Which set cannot be the image of $(0,1]$ under a continuous function and why .
Option $A$ $\rightarrow $ $\mathcal constant \ \ function$
Option $C$ $\rightarrow$ $f(x)=1-x$
Option $D$ $\rightarrow$ $f(x)=|2x-1|$
The impossible one is option $B$. Here are two different explanations :
$1)$If possible , let us assume that $f((0,1])=(0,1).$ So, In $(0,1)$ we can find two sequences(Since this is not compact) that do not converge in $(0,1)$. Say $$w_n\rightarrow 0$$ and $$z_n\rightarrow 1$$. Since , $(0,1)$ is the image of $(0,1]$ under $f$ , we can write $$w_n=f(x_n)$$ and $$z_n=f(y_n).$$ For two sequences $x_n$ and $y_n$ in $(0,1].$ If both $x_n$ and $y_n$ have convergent subsequences in $(0,1]$ then by continuity of $f$ , $f(x_n)=w_n$ and $f(y_n)=z_n$ both have convergent subsequences and eventually converge in $f((0,1]=(0,1)$ , which is not the case. But in $(0,1]$ , the only chance of a sequence not having a convergent sub sequence is that , it converges to $0$ . This is how we ensure that :
By Bolzano-Weierstrass Theorem , we know that Every bounded sequence has a convergent sub sequence(In the completion of the sub space of $\mathbb R$ in consideration). So every sequence in $(0,1)$ has a convergent sub sequence in $\bar{(0,1]}=[0,1].$ The only limit point of $(0,1)$ that is not in $(0,1]$ is $0$ . Thus , both $x_n$ and $y_n$ must have $0$ as their limit in order not to converge in $(0,1].$
But then $$\lim_n x_n=0=\lim_n y_n\\i.e.\ \ \lim_n f(x_n)=f(0)=\lim_n f(y_n)\\ i.e.\ \ 0=f(0)=1$$ which is totally absurd . So, $$f((0,1])\neq (0,1)$$. Proved.

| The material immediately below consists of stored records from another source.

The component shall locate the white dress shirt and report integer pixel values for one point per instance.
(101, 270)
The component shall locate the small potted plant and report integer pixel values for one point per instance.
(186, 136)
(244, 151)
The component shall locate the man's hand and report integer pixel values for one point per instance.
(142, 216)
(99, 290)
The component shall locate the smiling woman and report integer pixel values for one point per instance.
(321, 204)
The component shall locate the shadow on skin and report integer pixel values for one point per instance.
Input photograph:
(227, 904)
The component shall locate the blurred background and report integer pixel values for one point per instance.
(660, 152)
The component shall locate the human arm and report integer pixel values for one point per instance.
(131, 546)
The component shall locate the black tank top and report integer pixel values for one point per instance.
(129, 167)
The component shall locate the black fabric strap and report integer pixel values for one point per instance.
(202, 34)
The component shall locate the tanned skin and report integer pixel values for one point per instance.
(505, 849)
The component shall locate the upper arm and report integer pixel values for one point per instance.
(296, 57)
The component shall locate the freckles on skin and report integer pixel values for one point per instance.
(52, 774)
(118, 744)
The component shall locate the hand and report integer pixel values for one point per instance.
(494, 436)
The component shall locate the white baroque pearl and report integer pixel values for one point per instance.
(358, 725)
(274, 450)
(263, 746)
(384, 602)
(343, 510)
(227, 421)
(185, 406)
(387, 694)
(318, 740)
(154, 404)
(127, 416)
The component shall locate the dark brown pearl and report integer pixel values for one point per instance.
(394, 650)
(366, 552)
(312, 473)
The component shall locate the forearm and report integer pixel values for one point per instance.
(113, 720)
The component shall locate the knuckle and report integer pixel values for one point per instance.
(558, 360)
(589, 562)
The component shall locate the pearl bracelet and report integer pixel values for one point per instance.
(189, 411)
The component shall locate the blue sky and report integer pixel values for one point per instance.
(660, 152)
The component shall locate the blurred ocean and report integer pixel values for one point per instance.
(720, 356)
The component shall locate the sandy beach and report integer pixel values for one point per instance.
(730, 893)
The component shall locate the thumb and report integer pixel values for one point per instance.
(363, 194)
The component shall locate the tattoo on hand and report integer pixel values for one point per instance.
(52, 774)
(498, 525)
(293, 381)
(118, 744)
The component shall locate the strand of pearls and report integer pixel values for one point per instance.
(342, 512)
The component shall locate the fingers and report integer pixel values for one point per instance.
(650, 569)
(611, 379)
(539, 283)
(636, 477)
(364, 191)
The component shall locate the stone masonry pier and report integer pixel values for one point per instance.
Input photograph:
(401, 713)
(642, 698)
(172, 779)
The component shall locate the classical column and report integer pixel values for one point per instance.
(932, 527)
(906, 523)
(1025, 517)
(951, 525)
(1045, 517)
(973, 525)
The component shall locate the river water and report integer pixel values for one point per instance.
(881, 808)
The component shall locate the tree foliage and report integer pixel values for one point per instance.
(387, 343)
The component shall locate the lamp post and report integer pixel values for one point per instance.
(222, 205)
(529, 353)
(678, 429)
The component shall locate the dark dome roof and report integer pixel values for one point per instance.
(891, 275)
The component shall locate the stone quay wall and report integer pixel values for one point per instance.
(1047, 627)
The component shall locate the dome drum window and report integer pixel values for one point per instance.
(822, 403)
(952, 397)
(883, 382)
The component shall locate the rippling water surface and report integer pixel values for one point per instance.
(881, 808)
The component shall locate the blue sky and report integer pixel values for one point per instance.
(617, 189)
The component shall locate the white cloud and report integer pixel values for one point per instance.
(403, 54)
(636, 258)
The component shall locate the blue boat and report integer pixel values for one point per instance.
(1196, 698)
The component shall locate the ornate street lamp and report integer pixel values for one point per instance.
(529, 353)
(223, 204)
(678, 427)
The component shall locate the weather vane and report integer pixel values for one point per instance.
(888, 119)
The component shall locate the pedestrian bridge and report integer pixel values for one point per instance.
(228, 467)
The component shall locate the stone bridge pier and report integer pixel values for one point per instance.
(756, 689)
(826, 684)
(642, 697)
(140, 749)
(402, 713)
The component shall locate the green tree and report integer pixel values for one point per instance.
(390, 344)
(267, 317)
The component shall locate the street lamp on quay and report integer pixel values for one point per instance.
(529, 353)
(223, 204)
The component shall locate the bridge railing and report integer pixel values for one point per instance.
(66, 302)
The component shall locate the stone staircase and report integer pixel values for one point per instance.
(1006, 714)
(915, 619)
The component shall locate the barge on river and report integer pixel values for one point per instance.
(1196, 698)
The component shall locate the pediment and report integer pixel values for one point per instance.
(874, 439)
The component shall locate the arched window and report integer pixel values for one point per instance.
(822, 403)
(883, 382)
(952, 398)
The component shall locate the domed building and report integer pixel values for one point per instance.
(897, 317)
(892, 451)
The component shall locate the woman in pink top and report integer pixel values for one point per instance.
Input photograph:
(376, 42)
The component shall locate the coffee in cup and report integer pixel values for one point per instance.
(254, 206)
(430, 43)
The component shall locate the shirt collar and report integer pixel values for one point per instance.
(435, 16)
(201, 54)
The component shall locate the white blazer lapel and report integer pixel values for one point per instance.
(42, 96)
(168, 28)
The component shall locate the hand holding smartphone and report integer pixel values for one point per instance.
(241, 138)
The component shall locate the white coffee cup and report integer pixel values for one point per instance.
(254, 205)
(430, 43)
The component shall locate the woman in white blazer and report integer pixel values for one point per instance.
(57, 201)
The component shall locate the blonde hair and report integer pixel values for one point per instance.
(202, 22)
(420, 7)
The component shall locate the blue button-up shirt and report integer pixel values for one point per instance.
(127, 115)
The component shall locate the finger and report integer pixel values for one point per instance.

$2)$ We can write $$[0,1]=\{0\}\cup (0,1].$$ NOw for compactness , $$f([0,1])=C$$ for some connected,compact set $C$. Now , $$C=f([0,1])=f(\{0\})\cup f((0,1]).$$ Dependeng on whether $f$ is injective or not , $$f((0,1])=C\backslash \{y\}\\or,\ \ f((0,1])=C.$$ So, for $B)$ to be true , we need $$(0,1)=C\backslash \{y\} \ or\ C$$ but $(0,1)$ is not of that form . So , we have arrived at a contradiction again. So $B)$ is not true. Proved.